Patrick Bauwen, romancier français, a déjà  publié L'œil de Caine, roman vendu à plus de 50 000 exemplaires et traduit dans 5 langues. N'ayant pas lu ce précédent opus, mais aimant le genre du thriller, j'avais très envie de découvrir ce nouveau talent français. C'est donc avec plaisir que j'ai reçu ce roman dans le cadre de l'Opération Masse Critique du site Babelio.

Dès les premières pages, j'ai été assez surprise que l'action se déroule aux États-Unis. Les auteurs français ont-il tant de mal à imaginer qu'un thriller puisse avoir lieu dans notre hexagone ? A-t-on réellement besoin, pour que le scénario soit crédible, de s'exporter au pays du FBI ? Mais admettons. Après tout, peu importe le lieu de l'action tant que l'intrigue est haletante...
Je passerai également très vite sur l'écriture que j'ai trouvée d'une platitude accablante, mais force est de constater qu'aujourd'hui la plupart des auteurs de thrillers nous livrent plus des scénarii efficaces que de réels romans qui allient forme et fond. Tout reposerait donc ici sur l'intrigue.

Et effectivement, le roman démarre sur les chapeaux de roues. En quelques heures seulement Paul Becker comprend que sa vie a basculé : il est traqué, menacé de toute part, soupçonné par les forces de police, et il devra mener l'enquête lui-même - au péril de sa vie - s'il veut prouver son innocence et sauver sa famille. Tout est donc a priori réuni pour que le lecteur soit tenu en haleine de la première à la dernière page. Oui mais voilà, trop c'est trop.

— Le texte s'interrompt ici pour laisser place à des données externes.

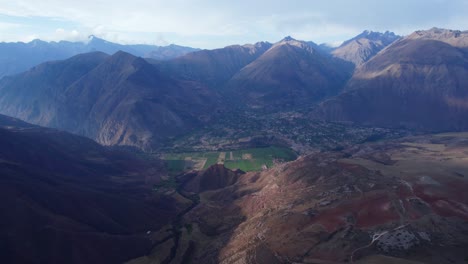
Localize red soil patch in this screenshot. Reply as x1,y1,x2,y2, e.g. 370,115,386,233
314,194,399,232
414,182,468,220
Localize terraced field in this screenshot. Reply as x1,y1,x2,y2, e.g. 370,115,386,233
162,147,297,174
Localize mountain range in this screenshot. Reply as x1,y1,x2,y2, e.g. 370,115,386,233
0,116,177,263
317,28,468,131
0,28,467,149
0,36,198,78
0,28,468,264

En lisant ce roman, j'ai eu l'impression que l'auteur avait pris soin de réunir dans un même roman tous les clichés qui garantissent le succès d'un thriller. Le résultat est que Monster est effectivement une caricature du genre à tel point que cela en devient risible.

Nous avons donc : le prototype du mec dépassé par les évènements (ça, c'est pour l'identification du lecteur) mais qui a un métier de bon samaritain (un médecin ne peut pas être foncièrement mauvais) ; le copain flic qui se met la hiérarchie à dos pour dédouaner son ami d'enfance (l'amitié, c'est primordial dans ce type de récit) ; la femme et le fils qui disparaissent pour que le héros soit encore un peu plus sous pression (ben oui, faut quand même que le héros ait autre chose à sauver que sa propre vie) ; une collègue à la James-Bond Girl (flirt et double jeu, ça ajoute du piquant....) ; un père qui réapparaît au bout de 40 ans et qui cache des secrets de famille (ne jamais oublier qu'un héros doit avoir une enfance difficile et obscure...) ; une histoire de pédophilie (thème très porteur en ce moment, et puis il faut jouer sur la corde sensible du lecteur) ; des légendes russes et des costumes à la Scream (un peu de folklore ça fait toujours plus singulier, on voit que l'auteur s'est documenté) ; des scènes de tortures et d'hémoglobine (la ménagère doit en avoir pour son argent) ; un peu de nouvelles technologies (parce que quand même c'est avec que sans) etc, etc...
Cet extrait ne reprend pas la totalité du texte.